Echoing the note’s power, Mona Kattan, the Dubai-based founder of Kayali fragrances, says she feels confident and empowered every time she wears an oud fragrance. Voelkl believes oud can add a level of mystery to a scent.
How is oud incorporated into fragrances?
Oud is commonly used as the base of a perfume’s olfactive pyramid to “enhance woody notes and add depth to the fragrance,” says Christie. It’s mostly incorporated with other woody notes like sandalwood, patchouli, or vetiver (although it plays really well with musk and amber too).
For such an aggressive note, oud is surprisingly versatile and great for layering with other scent profiles, says Kattan, whose brand has combined oud with vanilla, tobacco, rose, and a coffee accord. It pairs beautifully with rose, in particular, creating a seductive contrast with the flower’s delicate, dewy scent, says Jan. Dior Oud Ispahan, Hermès Oud Alezan, and Molton Brown Rose Dunes are all captivating examples of that very combo.
Similarly, oud’s dark earthiness enhances lighter citrus and aromatic notes, helping them smell more “alive and effervescent,” says Christie. You’ll often see bergamot and oud brought together, as in Juliette Has a Gun Another Oud and Jo Malone Oud & Bergamot Cologne Intense, and niche brands have started experimenting with oud and herbaceous ingredients, such as DS & Durga Notorious Oud (which combines the note with lavender absolute), Parfums de Marly Haltane (clary sage), and Chantecaille Oud Fumé (rosemary).
Ouds also go incredibly well with gourmand and fruity notes, taking the sweetness down a notch with dark smokiness. The past two years have seen a surge in these edible-inspired ouds, including Kayali Oudgasm Café Oud (an oud with a cappuccino accord), Byredo Rouge Chaotique (an oud blended with bergamot, lemon, plum, and praline), and Edeniste’s Oud Ghazal (a dizzying, delicious eau de parfum that smells like oud has been drizzled with black cherry liqueur).
Can oud be found in other fragrance formats?

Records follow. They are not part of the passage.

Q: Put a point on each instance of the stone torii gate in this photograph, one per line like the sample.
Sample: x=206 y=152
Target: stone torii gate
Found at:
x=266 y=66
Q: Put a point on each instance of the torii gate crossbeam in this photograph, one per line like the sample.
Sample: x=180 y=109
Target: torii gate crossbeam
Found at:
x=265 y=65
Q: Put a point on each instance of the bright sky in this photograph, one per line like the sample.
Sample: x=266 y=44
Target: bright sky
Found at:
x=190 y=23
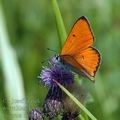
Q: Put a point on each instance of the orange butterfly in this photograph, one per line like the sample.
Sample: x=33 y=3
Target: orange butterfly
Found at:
x=78 y=51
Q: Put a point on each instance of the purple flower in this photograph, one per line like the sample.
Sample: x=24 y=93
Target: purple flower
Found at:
x=57 y=72
x=36 y=114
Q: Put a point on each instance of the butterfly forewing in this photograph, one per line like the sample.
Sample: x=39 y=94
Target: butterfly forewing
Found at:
x=78 y=51
x=80 y=37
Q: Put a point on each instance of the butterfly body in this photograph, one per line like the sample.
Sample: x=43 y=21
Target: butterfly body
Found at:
x=77 y=52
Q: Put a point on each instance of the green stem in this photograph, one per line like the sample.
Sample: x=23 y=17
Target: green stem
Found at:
x=60 y=24
x=77 y=102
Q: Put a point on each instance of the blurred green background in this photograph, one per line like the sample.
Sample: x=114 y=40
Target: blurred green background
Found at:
x=31 y=28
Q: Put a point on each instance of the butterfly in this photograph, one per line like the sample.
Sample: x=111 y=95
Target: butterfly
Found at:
x=78 y=51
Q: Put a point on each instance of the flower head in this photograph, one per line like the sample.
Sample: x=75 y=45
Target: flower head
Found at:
x=58 y=72
x=36 y=114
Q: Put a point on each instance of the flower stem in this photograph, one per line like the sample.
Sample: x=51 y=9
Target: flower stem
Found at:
x=60 y=24
x=84 y=109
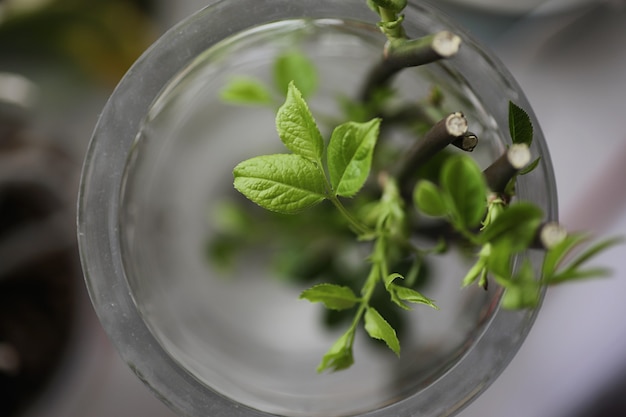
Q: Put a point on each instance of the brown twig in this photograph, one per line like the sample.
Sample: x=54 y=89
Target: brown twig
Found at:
x=406 y=54
x=448 y=130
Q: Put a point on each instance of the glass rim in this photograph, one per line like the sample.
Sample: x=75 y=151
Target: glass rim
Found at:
x=106 y=280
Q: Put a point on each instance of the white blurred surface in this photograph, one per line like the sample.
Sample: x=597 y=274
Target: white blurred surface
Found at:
x=573 y=69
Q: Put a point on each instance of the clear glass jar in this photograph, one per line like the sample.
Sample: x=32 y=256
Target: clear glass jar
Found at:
x=161 y=159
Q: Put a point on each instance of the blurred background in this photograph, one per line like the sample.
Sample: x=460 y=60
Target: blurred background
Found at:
x=59 y=61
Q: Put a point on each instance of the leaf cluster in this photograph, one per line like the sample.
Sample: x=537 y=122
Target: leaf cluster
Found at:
x=497 y=229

The oud frenzy in the West is pretty limited to personal fragrance, but that doesn’t mean ancillary oud products aren’t out there—you just have to know where to look. Wood chips scented with perfume oil, called “bakhoor” in Arabic, have been used in the Middle East for centuries, including agarwood chips soaked in oud. Kattan created bakhoor versions of her Kayali Oudgasm collection, as well as a Rose Oud Hair Mist. “It is very common in the United Arab Emirates to layer your oud oils with your perfumes and finish your fragrance routine by burning oud as a way to scent your hair and clothes,” she explains. “I use them as a way to complement my fragrance layers, but also to help extend the longevity of my scent.”

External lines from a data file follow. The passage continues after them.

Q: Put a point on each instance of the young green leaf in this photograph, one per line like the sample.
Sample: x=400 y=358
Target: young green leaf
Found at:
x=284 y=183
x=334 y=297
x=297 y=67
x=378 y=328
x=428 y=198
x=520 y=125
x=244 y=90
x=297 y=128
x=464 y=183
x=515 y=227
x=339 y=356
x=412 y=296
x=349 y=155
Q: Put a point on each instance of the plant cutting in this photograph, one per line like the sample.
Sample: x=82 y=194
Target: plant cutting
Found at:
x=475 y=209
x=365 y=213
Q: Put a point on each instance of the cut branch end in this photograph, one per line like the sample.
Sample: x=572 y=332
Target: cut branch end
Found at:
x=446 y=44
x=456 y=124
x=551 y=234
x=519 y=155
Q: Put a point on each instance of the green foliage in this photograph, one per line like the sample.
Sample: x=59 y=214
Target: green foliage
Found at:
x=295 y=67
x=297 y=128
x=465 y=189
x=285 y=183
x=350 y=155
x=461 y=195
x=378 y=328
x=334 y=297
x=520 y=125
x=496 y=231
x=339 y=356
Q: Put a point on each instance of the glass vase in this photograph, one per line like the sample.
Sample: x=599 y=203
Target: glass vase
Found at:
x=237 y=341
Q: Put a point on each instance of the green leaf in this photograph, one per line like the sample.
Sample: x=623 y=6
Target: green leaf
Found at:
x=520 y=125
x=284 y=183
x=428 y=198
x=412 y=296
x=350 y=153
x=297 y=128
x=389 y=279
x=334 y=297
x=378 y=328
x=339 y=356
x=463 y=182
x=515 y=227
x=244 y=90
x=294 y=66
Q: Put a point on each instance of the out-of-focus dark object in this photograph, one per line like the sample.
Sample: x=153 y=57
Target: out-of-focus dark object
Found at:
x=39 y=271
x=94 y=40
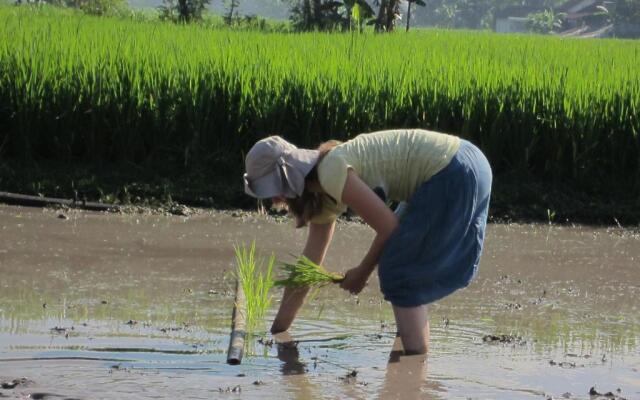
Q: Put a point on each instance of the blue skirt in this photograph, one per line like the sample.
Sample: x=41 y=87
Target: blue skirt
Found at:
x=437 y=246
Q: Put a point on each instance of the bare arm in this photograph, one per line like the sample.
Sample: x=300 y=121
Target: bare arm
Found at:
x=315 y=249
x=357 y=195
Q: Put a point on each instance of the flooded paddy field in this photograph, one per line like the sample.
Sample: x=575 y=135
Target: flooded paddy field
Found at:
x=97 y=306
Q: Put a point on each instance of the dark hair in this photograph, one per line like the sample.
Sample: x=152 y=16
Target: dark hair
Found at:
x=309 y=204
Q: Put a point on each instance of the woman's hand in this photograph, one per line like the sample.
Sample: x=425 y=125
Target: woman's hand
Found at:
x=355 y=279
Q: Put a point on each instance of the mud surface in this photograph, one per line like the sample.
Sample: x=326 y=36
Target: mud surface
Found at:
x=110 y=306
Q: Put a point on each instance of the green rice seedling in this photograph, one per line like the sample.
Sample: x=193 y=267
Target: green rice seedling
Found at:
x=256 y=280
x=306 y=273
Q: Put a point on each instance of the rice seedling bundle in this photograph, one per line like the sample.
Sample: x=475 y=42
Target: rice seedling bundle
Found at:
x=306 y=273
x=74 y=87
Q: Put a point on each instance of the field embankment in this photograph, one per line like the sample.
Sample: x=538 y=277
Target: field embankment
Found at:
x=100 y=105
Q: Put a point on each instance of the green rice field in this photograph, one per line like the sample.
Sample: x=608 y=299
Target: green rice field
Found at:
x=75 y=88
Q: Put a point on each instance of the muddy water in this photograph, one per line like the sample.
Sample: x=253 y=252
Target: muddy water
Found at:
x=130 y=306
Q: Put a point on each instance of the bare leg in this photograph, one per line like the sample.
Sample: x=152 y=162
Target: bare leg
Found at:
x=413 y=328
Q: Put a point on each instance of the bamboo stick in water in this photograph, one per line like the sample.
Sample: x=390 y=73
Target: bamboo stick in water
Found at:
x=238 y=327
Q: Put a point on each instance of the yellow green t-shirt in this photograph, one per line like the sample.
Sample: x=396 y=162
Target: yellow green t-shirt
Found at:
x=397 y=161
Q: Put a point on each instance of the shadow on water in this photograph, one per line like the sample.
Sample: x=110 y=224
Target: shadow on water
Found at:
x=132 y=306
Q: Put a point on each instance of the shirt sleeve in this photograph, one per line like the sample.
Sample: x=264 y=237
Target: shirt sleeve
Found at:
x=332 y=174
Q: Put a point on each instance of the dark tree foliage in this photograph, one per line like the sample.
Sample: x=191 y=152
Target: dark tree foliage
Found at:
x=182 y=10
x=327 y=15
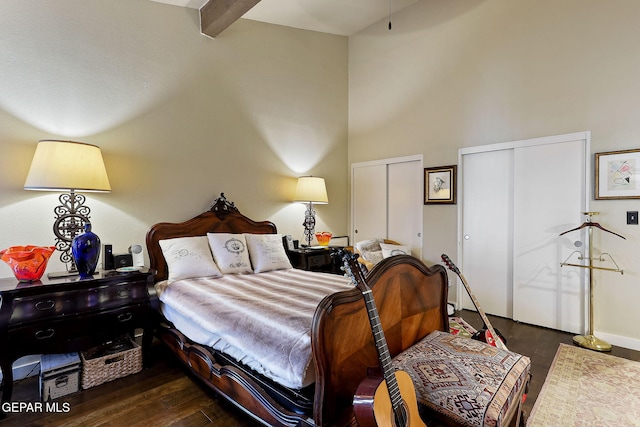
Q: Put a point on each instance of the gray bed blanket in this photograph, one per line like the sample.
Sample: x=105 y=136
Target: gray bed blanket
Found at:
x=266 y=316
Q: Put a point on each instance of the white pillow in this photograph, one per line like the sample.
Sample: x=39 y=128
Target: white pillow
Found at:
x=391 y=250
x=230 y=252
x=371 y=245
x=188 y=258
x=267 y=252
x=373 y=257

Dior and Molton Brown both have hand soap and body lotion versions of their popular oud-based perfumes, while Tom Ford and Maison Francis Kurkdjian offer oud-scented bar soap. For wash-off products and bigger items like lotions, Christie says, it’s primarily synthetic versions of oud being used because of the larger sizing (more on that below), although Mexican brand Amoraria uses real oud essential oil in its Saffron Oud Room Spray, which you can buy if you happen to visit one of the company’s boutiques in London, Mexico City, Cancún, Los Cabos, or the Four Seasons Miami.
Why is oud so expensive?
Compared with notes like rose and vetiver, organic oud sources are quite rare. In natural forests, approximately 10% of wild aquilaria trees produce agarwood (although some estimates put that number as low as 2%). Then it can take at least 25 years for the tree to naturally produce harvestable oud, Voelkl says. Additionally, the amount of oud an infected tree produces can vary greatly; just because a tree is big doesn’t mean it will contain a lot of agarwood. Given these factors and the fragrance note’s global popularity, natural oud sourcing has become fraught to keep up with demand.